Friday, October 7, 2005

walking through the skin of another life.


my beloved mister and me, we are walking through the skin of another life.

our son: he is beautiful. amazing. the best kind of gift that isn't a surprise.

and yet, we are humbled.

this morning, i gave our ziggy a sponge bath, perked up his rooster-jesus cock's comb hair.
then read him a book, the classic: Are You My Mother?

yes, yes, yes, my boy. i am your mother. it is the most astonishingly lovely thing your daddy and i have yet known and it makes us love and appreciate one another even more, magnifying the astonishingly lovely union of the two of us, now the three of us.

below is the poem that my friend the attorney-poet turned me onto years ago; i loved it then, when first she shared it, yet never really knew the depth of its wonder 'til now, as it's kind of how we feel, lack of slumber and magic intertwined, like a chagall painting:



For the Sleepwalkers

Tonight I want to say something wonderful
for the sleepwalkers who have so much faith
in their legs, so much faith in the invisible


arrow carved into the carpet, the worn path
that leads to the stairs instead of the window,
the gaping doorway instead of the seamless mirror.


I love the way that sleepwalkers are willing
to step out of their bodies into the night,
to raise their arms and welcome the darkness,


palming the blank spaces, touching everything.
Always they return home safely, like blind men
who know it is morning by feeling shadows.

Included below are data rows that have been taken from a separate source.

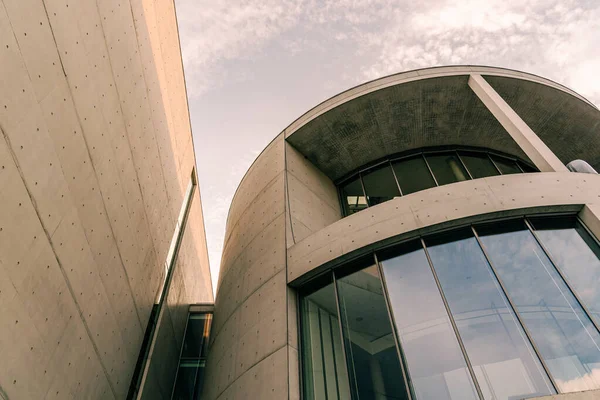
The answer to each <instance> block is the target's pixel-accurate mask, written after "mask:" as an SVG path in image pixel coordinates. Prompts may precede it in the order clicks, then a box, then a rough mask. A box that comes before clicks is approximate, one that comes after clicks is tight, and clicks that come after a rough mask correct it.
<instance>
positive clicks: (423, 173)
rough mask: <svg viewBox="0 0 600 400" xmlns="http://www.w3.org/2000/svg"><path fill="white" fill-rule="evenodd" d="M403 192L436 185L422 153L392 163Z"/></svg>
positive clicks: (431, 187)
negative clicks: (435, 184)
mask: <svg viewBox="0 0 600 400" xmlns="http://www.w3.org/2000/svg"><path fill="white" fill-rule="evenodd" d="M392 166H393V167H394V172H395V173H396V178H398V183H399V184H400V188H401V189H402V194H403V195H407V194H409V193H414V192H418V191H419V190H425V189H429V188H432V187H435V182H434V180H433V177H432V176H431V173H430V172H429V168H427V164H425V160H423V157H422V156H421V155H419V156H416V157H412V158H406V159H403V160H400V161H396V162H394V163H392Z"/></svg>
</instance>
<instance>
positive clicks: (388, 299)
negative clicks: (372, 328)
mask: <svg viewBox="0 0 600 400" xmlns="http://www.w3.org/2000/svg"><path fill="white" fill-rule="evenodd" d="M374 257H375V265H377V271H378V272H379V278H380V281H381V288H382V290H383V298H384V300H385V305H386V307H387V312H388V318H389V319H390V324H391V326H392V334H393V335H394V343H395V344H396V352H397V353H398V359H399V361H400V368H401V369H402V378H403V379H404V385H405V387H406V389H407V391H406V393H407V394H408V399H409V400H412V399H413V397H414V394H413V388H412V385H411V384H410V376H409V372H408V368H407V367H406V358H405V357H404V352H403V351H402V347H401V346H400V339H399V337H398V332H397V331H396V320H395V319H394V312H393V310H392V306H391V305H390V299H389V295H388V290H387V284H386V282H385V277H384V275H383V268H381V264H380V263H379V260H378V259H377V254H375V255H374Z"/></svg>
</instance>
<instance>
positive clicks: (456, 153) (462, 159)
mask: <svg viewBox="0 0 600 400" xmlns="http://www.w3.org/2000/svg"><path fill="white" fill-rule="evenodd" d="M454 154H456V157H457V158H458V160H459V161H460V163H461V164H462V166H463V168H464V169H465V171H467V174H468V175H469V179H471V180H473V175H472V174H471V171H469V168H467V164H465V162H464V161H463V159H462V158H461V156H460V154H458V151H455V152H454Z"/></svg>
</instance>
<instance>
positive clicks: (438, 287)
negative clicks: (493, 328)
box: [421, 238, 484, 400]
mask: <svg viewBox="0 0 600 400" xmlns="http://www.w3.org/2000/svg"><path fill="white" fill-rule="evenodd" d="M421 245H422V246H423V250H424V251H425V256H426V257H427V262H428V263H429V268H430V269H431V273H432V274H433V279H434V280H435V284H436V285H437V288H438V291H439V292H440V296H441V298H442V302H443V303H444V307H445V308H446V313H447V314H448V318H449V319H450V324H451V325H452V329H453V330H454V334H455V335H456V339H457V341H458V345H459V346H460V350H461V351H462V353H463V357H464V358H465V362H466V364H467V368H468V370H469V374H470V375H471V379H472V381H473V386H475V390H476V391H477V396H478V397H479V398H480V399H481V400H483V399H484V397H483V393H482V391H481V387H479V382H478V381H477V377H476V376H475V370H474V369H473V365H471V360H469V355H468V354H467V350H466V349H465V345H464V343H463V341H462V338H461V337H460V332H459V331H458V327H457V326H456V321H455V320H454V316H453V315H452V312H451V311H450V306H449V305H448V301H447V300H446V296H445V295H444V291H443V290H442V285H441V284H440V281H439V279H438V276H437V273H436V272H435V269H434V268H433V262H432V261H431V257H430V256H429V252H428V251H427V246H426V245H425V241H424V240H423V238H421Z"/></svg>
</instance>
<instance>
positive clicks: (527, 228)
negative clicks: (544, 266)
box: [525, 218, 600, 333]
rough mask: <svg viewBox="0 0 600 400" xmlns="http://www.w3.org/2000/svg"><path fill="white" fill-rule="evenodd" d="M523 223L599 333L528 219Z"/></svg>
mask: <svg viewBox="0 0 600 400" xmlns="http://www.w3.org/2000/svg"><path fill="white" fill-rule="evenodd" d="M525 225H527V229H529V231H530V232H531V234H532V235H533V237H534V238H535V241H536V242H537V243H538V245H539V246H540V248H541V249H542V251H543V252H544V253H546V256H547V257H548V259H549V260H550V262H551V263H552V265H554V269H556V272H558V275H560V277H561V279H562V280H563V282H564V283H565V285H567V288H568V289H569V291H570V292H571V293H572V294H573V297H575V300H577V303H578V304H579V306H580V307H581V309H582V310H583V312H584V313H585V315H586V316H587V317H588V319H589V320H590V321H591V322H592V324H593V325H594V327H595V328H596V330H597V331H598V333H600V328H599V327H598V324H597V323H596V320H595V319H594V318H593V316H592V314H591V313H590V312H589V310H588V309H587V307H586V306H585V304H584V303H583V301H581V299H580V298H579V295H578V294H577V292H576V291H575V290H573V288H572V287H571V284H569V281H568V280H567V278H566V277H565V275H564V274H563V273H562V271H561V270H560V268H559V266H558V264H557V263H556V262H555V261H554V259H553V258H552V255H551V254H550V252H549V251H548V250H547V249H546V246H544V244H543V243H542V241H541V240H540V238H539V237H538V235H537V233H536V232H535V229H533V227H532V226H531V224H530V223H529V221H528V220H527V218H525Z"/></svg>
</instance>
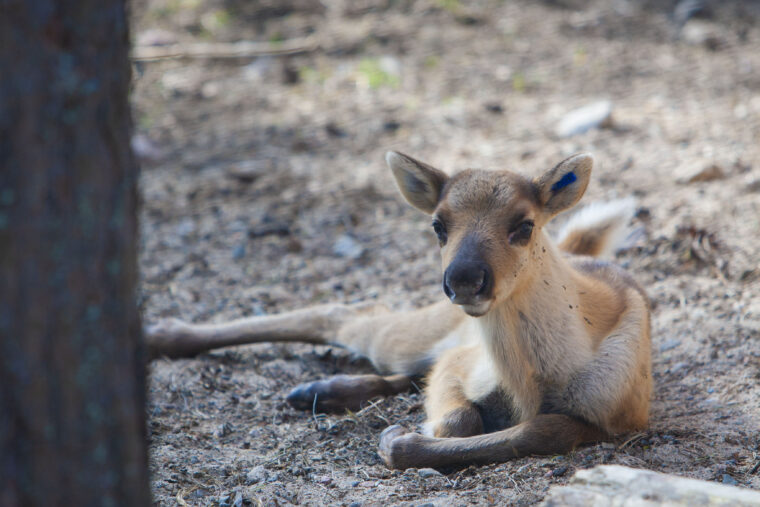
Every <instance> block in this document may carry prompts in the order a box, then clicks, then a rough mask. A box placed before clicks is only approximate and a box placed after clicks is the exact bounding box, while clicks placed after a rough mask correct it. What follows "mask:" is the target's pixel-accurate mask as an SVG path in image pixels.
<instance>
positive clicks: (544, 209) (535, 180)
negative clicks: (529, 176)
mask: <svg viewBox="0 0 760 507" xmlns="http://www.w3.org/2000/svg"><path fill="white" fill-rule="evenodd" d="M593 165H594V157H592V156H591V155H590V154H588V153H579V154H578V155H573V156H572V157H570V158H567V159H565V160H563V161H562V162H560V163H559V164H557V165H556V166H555V167H554V168H553V169H550V170H549V171H547V172H545V173H544V174H542V175H541V176H539V177H538V178H536V179H534V180H533V184H534V185H536V187H537V188H538V196H539V201H540V203H541V205H542V206H543V210H544V212H545V213H546V214H547V215H549V216H550V217H552V216H554V215H556V214H557V213H561V212H562V211H565V210H566V209H569V208H572V207H573V206H575V204H576V203H577V202H578V201H579V200H580V199H581V197H583V193H584V192H585V191H586V187H587V186H588V182H589V179H590V178H591V167H592V166H593Z"/></svg>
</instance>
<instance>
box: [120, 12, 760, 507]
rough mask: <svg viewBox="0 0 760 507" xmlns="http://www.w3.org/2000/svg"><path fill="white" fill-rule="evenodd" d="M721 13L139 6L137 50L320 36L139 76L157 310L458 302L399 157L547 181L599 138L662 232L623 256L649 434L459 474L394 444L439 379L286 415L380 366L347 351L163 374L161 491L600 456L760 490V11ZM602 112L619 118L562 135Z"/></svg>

And always they wake up as themselves again.
That's why I want to say something astonishing
like: Our hearts are leaving our bodies.


Our hearts are thirsty black handkerchiefs
flying throught he trees at night, soaking up
the darkest beams of moonlight, the music


of owls, the motion of wind-torn branches.
And now our hearts are thick black fists
flying back to the glove of our chests.


We have to learn to trust our hearts like that.
We have to learn the desperate faith of sleep-
walkers who rise our of their calm beds


and walk through the skin of another life.
We have to drink the stupefying cup of darkness
and wake up to ourselves, nourished and suprised.